Clovers have a fair share of good luck, and you can be in luck to find an Iron Cross (Oxalis tetraphylla), nicknamed a good luck plant. The Iron Cross has foliage like a Clover, and it’s not uncommon to mistake this plant for a Clover.

Anyone who has seen an Iron Cross is amazed as this clover-like plant has a dark purple spot at the center of four compound leaves. The base of each leaf carries a dark marking that narrows towards the plant stem. The spot’s location at the center of a four-leaf clover-like structure makes up a cross.

Another stand-out feature of this lookalike clover with its magical center is that the leaves actually fold closed at night. Like another clover lookalike, the Yellowwood sorrel, the leaves again open at dawn.

As much as the Iron Cross resembles the Clover, this plant also differs. The Iron Cross flowers are unlike the Clovers’ ball-shaped white ones. The Iron Cross has bright pink trumpet-like flowers. If you were to look at the flowers only, you might not notice the resemblances that the Iron Cross and the Clover share.

7. Red Clover (Trifolium pratense)

Trifolium pratense
2008 Jeff Coffman Trifolium pratense

Red Clover (Trifolium pratense) looks like the White Clover when not in bloom and when looked at from afar. However, the White Clover has heart-shaped leaves, and the leaves on the Red Clover are oblong.

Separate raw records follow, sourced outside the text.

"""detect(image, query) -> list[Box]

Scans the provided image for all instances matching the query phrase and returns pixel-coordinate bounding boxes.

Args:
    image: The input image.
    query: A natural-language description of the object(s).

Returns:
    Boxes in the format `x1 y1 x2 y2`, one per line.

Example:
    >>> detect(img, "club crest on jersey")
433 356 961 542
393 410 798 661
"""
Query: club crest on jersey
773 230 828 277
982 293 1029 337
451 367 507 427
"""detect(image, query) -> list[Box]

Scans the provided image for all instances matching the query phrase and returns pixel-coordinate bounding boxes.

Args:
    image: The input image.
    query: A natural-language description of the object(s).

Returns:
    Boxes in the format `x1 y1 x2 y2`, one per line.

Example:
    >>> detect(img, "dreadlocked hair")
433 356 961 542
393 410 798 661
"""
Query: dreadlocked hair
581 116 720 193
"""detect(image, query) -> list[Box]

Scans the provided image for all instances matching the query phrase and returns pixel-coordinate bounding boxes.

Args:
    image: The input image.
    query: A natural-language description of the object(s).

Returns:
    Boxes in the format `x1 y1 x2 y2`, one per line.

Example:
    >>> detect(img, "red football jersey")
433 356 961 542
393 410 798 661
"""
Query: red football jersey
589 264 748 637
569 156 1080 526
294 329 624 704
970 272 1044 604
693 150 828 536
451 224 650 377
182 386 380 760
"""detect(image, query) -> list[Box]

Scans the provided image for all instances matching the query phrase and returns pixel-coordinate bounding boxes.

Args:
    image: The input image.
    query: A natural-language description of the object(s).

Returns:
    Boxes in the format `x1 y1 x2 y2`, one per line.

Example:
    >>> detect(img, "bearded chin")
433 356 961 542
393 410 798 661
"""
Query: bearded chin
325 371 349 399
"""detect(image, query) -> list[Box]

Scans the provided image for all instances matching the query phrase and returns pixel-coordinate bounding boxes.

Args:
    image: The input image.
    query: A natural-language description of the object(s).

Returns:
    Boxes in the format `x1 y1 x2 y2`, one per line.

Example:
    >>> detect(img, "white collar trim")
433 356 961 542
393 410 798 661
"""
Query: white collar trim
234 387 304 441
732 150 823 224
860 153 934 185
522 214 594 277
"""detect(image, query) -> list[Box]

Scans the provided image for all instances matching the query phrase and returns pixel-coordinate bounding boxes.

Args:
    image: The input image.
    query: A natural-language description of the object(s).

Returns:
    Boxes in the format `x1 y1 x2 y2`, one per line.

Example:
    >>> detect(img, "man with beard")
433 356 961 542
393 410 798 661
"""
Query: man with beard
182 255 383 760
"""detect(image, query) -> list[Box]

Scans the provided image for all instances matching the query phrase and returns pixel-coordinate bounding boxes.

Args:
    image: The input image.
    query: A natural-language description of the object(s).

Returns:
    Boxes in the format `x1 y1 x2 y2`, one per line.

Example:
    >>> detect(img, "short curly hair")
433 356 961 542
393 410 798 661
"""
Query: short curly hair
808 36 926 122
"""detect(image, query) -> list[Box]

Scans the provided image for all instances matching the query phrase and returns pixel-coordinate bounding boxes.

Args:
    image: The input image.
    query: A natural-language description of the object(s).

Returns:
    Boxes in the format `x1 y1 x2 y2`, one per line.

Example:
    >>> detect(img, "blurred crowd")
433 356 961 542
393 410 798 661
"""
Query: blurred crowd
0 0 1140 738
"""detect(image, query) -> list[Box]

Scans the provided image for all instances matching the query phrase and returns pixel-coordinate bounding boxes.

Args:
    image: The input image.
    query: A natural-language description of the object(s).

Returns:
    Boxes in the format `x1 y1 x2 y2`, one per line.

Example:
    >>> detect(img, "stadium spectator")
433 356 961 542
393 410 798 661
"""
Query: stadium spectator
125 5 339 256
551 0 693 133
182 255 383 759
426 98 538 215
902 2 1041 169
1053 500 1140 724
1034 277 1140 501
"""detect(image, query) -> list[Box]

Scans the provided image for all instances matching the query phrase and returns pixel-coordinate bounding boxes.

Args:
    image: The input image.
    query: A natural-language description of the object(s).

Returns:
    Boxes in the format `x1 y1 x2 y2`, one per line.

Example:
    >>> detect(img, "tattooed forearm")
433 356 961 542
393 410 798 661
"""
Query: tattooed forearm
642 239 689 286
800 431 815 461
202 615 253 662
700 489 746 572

The leaves, however, have a similar marking in the shape of a ‘v’ on the plant leaves.

The leaves of the White Clover are smooth, like that of the lookalike Red Clover. Both these Clovers have no hairs on their leaves which make the plants alike. But there are differences.

Commonly the Red Clover is bushier and taller than the White Clover. The White Clover grows close to the ground, but occasionally it can be seen to branch off and grow upwards. White Clover can grow about a foot off the ground. Red Clover is a lookalike plant of the upright White Clover, especially for the untrained eye. But Red Clover is known as an upright grower.

There are other differences too. Though Red Clover is a White Clover lookalike, it’s pretty easy to tell the plants apart when flowering. Red Clover has a distinct cluster of bright pink-red flowers in contrast to White Clover’s ball of white flowers.